By Diana Galban
It’s no secret the U.S. has a gas problem due to a lack of refineries to process crude oil. As a solution, BP, the fourth largest refinery in the country, is spending $3 billion in expansion to process heavy Canadian oil.
Unfortunately, increasing the amount of waste dumping is part of the deal. BP needed permission to do so, and on July 31 the Indiana Department of Environmental Management gave them the authorization. The EPA, a federal entity that is on a crusade to regulate the waste dumping in the Great Lakes, also approved the permit.

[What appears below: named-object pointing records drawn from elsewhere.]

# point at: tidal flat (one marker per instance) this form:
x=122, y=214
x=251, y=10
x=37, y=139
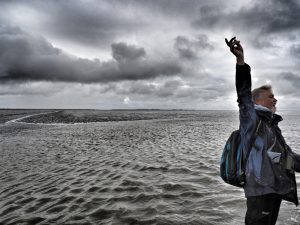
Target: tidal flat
x=122, y=167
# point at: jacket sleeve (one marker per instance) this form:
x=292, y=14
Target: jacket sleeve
x=247, y=112
x=296, y=158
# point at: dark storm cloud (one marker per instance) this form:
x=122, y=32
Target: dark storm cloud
x=24, y=57
x=89, y=23
x=263, y=17
x=190, y=49
x=295, y=50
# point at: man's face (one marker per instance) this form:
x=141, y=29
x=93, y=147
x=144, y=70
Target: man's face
x=268, y=100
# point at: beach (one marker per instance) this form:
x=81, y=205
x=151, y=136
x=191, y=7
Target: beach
x=122, y=167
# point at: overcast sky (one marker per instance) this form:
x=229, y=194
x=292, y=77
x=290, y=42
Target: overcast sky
x=167, y=54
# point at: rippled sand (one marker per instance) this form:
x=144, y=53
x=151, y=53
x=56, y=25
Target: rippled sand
x=155, y=171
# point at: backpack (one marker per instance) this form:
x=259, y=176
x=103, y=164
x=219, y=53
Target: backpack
x=233, y=162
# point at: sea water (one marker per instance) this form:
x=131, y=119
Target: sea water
x=157, y=171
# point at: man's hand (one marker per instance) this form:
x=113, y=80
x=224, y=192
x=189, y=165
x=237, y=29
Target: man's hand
x=236, y=49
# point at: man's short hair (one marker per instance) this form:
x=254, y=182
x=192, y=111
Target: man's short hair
x=256, y=93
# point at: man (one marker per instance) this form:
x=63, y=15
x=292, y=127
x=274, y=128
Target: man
x=270, y=169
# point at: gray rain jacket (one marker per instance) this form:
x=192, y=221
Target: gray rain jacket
x=272, y=164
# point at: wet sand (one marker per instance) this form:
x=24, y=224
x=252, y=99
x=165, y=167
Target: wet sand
x=146, y=171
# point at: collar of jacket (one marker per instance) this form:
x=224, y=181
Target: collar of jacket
x=267, y=115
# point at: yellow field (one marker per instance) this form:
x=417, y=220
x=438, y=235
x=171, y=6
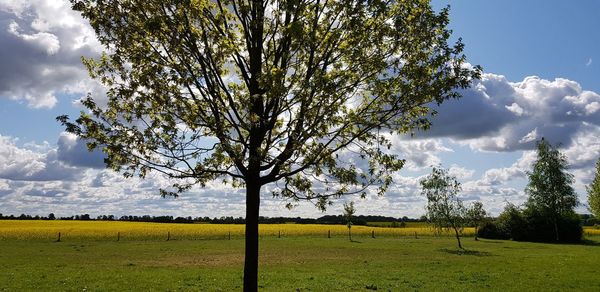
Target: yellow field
x=111, y=230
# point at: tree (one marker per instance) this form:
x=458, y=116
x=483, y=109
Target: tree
x=593, y=191
x=551, y=195
x=475, y=215
x=259, y=92
x=444, y=208
x=348, y=214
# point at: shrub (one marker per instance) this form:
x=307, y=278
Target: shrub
x=490, y=230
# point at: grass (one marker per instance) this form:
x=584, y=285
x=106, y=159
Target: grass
x=299, y=264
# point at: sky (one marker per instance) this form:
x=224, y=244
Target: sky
x=541, y=78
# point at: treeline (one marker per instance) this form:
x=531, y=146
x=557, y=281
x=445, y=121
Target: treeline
x=328, y=219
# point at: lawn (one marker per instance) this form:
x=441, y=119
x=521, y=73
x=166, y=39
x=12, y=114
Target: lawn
x=299, y=264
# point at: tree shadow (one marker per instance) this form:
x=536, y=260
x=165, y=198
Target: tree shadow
x=590, y=242
x=466, y=252
x=485, y=240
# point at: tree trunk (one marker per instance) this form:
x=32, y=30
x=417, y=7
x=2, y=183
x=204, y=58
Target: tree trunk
x=251, y=256
x=457, y=237
x=556, y=230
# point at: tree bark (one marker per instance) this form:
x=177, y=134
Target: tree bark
x=457, y=237
x=251, y=251
x=556, y=230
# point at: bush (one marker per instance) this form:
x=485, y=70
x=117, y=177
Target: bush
x=490, y=230
x=529, y=226
x=513, y=223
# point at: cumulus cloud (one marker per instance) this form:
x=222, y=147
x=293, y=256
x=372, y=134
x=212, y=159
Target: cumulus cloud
x=23, y=164
x=498, y=115
x=419, y=153
x=74, y=152
x=42, y=44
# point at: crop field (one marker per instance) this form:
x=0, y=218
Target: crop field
x=113, y=230
x=293, y=257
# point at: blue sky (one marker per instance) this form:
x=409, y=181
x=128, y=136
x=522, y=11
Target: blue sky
x=542, y=78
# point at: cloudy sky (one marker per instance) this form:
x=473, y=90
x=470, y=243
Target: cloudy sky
x=542, y=78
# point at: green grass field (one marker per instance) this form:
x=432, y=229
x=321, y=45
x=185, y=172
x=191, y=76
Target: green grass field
x=299, y=264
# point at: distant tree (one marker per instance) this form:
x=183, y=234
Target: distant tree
x=348, y=214
x=444, y=208
x=593, y=191
x=475, y=215
x=551, y=195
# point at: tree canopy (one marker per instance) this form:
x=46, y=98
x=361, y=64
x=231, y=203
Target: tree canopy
x=444, y=208
x=266, y=91
x=550, y=192
x=594, y=192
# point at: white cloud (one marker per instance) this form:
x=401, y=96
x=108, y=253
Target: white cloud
x=27, y=165
x=497, y=115
x=42, y=45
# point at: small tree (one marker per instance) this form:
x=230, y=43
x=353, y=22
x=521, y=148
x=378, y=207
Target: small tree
x=551, y=195
x=348, y=213
x=444, y=208
x=594, y=193
x=475, y=215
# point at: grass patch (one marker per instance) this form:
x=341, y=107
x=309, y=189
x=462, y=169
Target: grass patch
x=300, y=263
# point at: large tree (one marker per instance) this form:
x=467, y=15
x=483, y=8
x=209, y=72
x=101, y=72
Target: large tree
x=444, y=208
x=266, y=91
x=594, y=193
x=549, y=189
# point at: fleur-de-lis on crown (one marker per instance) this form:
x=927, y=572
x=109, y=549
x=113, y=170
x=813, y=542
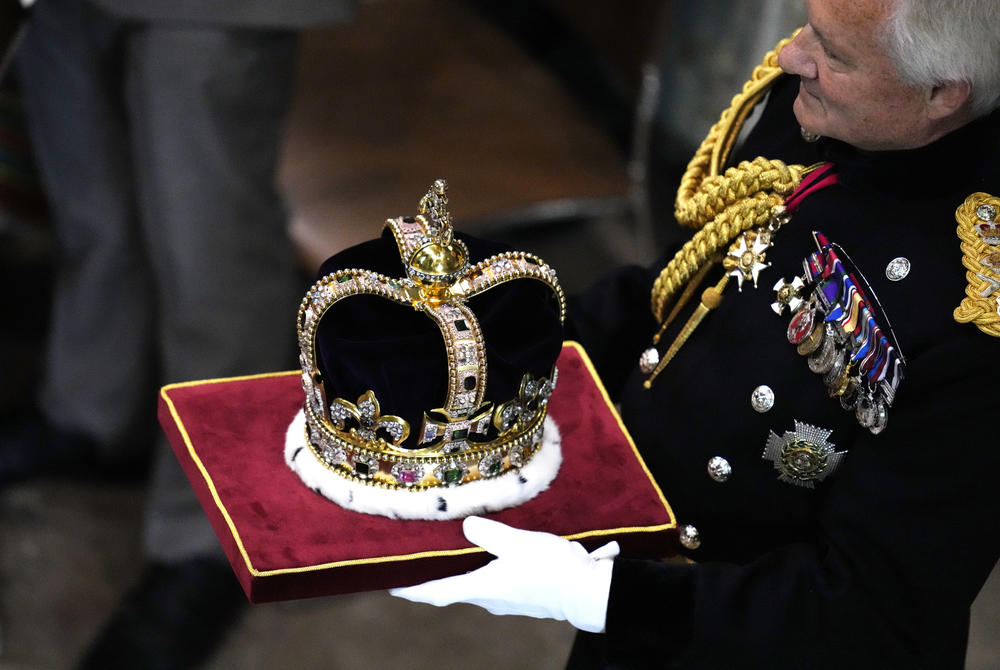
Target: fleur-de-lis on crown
x=368, y=416
x=520, y=411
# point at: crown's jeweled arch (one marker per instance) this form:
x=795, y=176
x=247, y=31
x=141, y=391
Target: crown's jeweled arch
x=355, y=439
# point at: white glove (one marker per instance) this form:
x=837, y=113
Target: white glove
x=534, y=574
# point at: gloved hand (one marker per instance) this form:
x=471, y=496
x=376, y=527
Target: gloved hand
x=534, y=574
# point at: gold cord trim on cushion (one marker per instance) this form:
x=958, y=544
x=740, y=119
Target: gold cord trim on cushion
x=979, y=232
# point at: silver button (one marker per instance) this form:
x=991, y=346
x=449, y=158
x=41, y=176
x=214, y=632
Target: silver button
x=897, y=269
x=762, y=398
x=689, y=537
x=648, y=361
x=719, y=468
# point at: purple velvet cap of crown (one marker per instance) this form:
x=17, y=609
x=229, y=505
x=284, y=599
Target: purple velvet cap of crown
x=370, y=343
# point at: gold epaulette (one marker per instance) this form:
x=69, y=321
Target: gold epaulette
x=979, y=231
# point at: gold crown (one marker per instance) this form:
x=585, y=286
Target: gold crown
x=353, y=438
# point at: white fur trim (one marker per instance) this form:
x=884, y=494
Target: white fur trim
x=438, y=504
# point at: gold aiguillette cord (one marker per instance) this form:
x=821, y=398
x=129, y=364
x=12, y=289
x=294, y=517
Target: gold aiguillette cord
x=710, y=299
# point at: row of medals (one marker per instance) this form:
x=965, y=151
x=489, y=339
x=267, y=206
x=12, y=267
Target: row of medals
x=828, y=350
x=826, y=346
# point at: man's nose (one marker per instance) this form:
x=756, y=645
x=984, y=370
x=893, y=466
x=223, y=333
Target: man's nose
x=795, y=57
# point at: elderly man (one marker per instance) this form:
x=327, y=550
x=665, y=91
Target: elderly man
x=827, y=443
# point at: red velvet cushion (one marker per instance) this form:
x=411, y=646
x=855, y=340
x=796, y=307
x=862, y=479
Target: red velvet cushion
x=284, y=541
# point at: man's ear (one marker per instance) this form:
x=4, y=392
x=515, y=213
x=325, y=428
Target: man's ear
x=946, y=99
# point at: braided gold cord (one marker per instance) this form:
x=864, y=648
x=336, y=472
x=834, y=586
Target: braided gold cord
x=721, y=207
x=975, y=308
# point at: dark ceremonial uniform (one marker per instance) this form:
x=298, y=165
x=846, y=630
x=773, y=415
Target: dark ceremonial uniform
x=877, y=563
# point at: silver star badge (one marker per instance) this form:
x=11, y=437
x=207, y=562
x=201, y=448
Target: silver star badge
x=746, y=258
x=786, y=295
x=803, y=456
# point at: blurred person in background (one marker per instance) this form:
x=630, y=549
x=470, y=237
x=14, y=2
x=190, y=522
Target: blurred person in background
x=157, y=127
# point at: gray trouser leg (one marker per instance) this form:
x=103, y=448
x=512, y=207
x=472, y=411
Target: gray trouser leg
x=206, y=108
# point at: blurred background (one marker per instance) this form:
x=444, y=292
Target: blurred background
x=547, y=121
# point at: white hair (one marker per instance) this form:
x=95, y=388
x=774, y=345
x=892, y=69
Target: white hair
x=938, y=41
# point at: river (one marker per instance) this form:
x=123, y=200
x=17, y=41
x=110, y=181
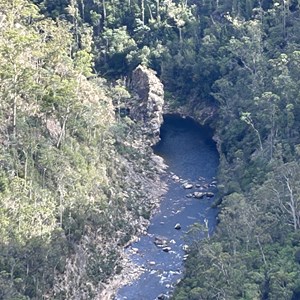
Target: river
x=191, y=154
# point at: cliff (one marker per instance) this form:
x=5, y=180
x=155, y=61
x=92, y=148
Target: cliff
x=147, y=104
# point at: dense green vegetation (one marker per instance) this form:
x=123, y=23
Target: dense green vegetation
x=62, y=195
x=66, y=207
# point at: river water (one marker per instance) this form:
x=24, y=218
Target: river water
x=190, y=153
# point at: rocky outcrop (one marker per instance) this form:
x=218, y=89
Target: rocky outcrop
x=147, y=104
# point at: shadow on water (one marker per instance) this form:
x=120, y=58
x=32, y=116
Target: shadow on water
x=191, y=154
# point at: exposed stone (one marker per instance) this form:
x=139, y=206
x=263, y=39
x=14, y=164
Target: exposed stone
x=185, y=247
x=187, y=185
x=147, y=106
x=166, y=249
x=160, y=241
x=199, y=195
x=175, y=178
x=177, y=226
x=210, y=194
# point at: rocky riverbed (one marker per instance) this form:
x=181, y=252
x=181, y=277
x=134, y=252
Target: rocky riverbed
x=158, y=256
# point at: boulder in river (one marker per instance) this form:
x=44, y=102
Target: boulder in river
x=161, y=241
x=167, y=249
x=177, y=226
x=187, y=185
x=199, y=195
x=175, y=178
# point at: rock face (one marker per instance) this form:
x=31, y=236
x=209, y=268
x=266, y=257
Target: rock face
x=147, y=106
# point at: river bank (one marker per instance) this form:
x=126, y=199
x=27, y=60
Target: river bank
x=191, y=156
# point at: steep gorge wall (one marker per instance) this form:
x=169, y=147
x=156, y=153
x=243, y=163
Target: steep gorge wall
x=147, y=104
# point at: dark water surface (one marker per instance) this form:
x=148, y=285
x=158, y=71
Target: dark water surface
x=190, y=153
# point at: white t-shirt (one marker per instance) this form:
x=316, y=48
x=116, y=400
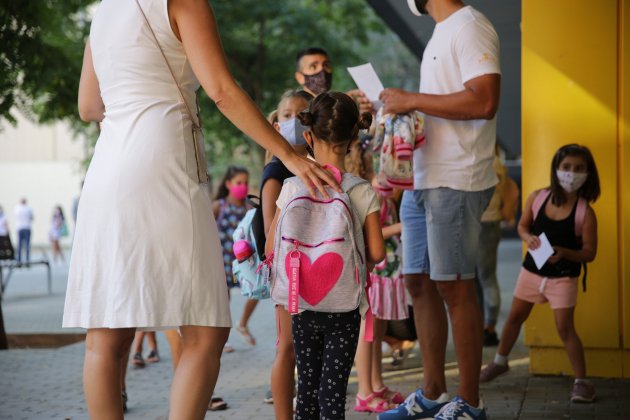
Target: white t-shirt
x=457, y=154
x=23, y=216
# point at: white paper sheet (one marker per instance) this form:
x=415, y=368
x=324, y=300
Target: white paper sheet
x=543, y=252
x=367, y=80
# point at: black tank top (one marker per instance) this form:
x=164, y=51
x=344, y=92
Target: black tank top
x=560, y=233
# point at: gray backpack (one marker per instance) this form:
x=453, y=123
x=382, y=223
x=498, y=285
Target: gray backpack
x=319, y=252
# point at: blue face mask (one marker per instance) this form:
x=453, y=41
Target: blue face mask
x=292, y=131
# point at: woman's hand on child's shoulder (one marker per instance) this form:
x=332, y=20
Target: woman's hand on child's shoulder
x=533, y=242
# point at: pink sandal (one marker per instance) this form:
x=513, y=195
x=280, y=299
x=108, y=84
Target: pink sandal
x=363, y=404
x=394, y=396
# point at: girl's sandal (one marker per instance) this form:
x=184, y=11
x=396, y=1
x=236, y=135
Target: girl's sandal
x=246, y=335
x=393, y=397
x=363, y=404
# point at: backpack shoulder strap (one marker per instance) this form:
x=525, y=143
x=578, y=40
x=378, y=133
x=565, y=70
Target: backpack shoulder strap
x=580, y=213
x=539, y=200
x=350, y=181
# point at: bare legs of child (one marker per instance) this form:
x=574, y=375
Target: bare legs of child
x=242, y=328
x=367, y=400
x=583, y=390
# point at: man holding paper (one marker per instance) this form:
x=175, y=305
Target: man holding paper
x=453, y=180
x=313, y=72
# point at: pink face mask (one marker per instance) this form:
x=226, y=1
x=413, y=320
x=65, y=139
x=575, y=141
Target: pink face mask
x=239, y=191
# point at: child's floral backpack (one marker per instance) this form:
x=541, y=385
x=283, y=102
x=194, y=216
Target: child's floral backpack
x=395, y=138
x=319, y=251
x=387, y=290
x=246, y=267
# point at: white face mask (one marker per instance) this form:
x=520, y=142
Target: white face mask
x=292, y=131
x=571, y=181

Why is this a problem? Lake Michigan, the second largest of the Great Lakes, supplies drinking water for 8 million people in Chicago, and other cities as well. The lake is also a recreational spot for families to swim, boat and fish. On top of that the Great Lakes represent 20 percent of the world’s fresh surface water. Then there’s the lake’s tainted fish, some of which already carry “do not eat” warning labels for the elderly, pregnant women and children in super markets.
- BP gas company’s new permit increases the amount of waste it can dump into Lake Michigan
- The waste dumping includes up to 1,584 pounds of ammonia daily, a 54% increase from the previous permit
- It also allows other toxic substances like mercury, nickel and lead to be deposited in the lake
- Lake Michigan supplies drinking water for 8 million people in Chicago, and other cities as well
This comes during a time when care for the environment is on a high. Major companies have gone green; Al Gore won an Oscar for his documentary; and even the Vans Warped Tour has become more eco-friendly.
The permit BP has gained will let them dump up to 1,584 pounds of ammonia daily, 54 percent more than the allowed amount in the previous permit. In addition, it allows other toxic substances like mercury, nickel and lead to be deposited in the lake.
The EPA says the permit is in compliance with the Clean Water Act. But environmentalists upset over the permit are not buying the EPA’s response. They have been gathering signatures for a petition to stop BP polluting in Lake Michigan.
“We cannot allow the more than 10 million people and countless plants and animals [that] depend on this lake to be put at risk,” Ann Alexander of the Natural Resources Defense Council told CBS news, “nor can we allow a few individuals with special interests to undo all that has been done to clean up the lake.”
Permitting waste dumping in Lake Michigan doesn’t just bring up concern regarding the increase of pollution in that particular area. If BP is able to unload their waste there, it opens the possibility for other companies to do the same throughout the country—and the states might not be able to prevent it.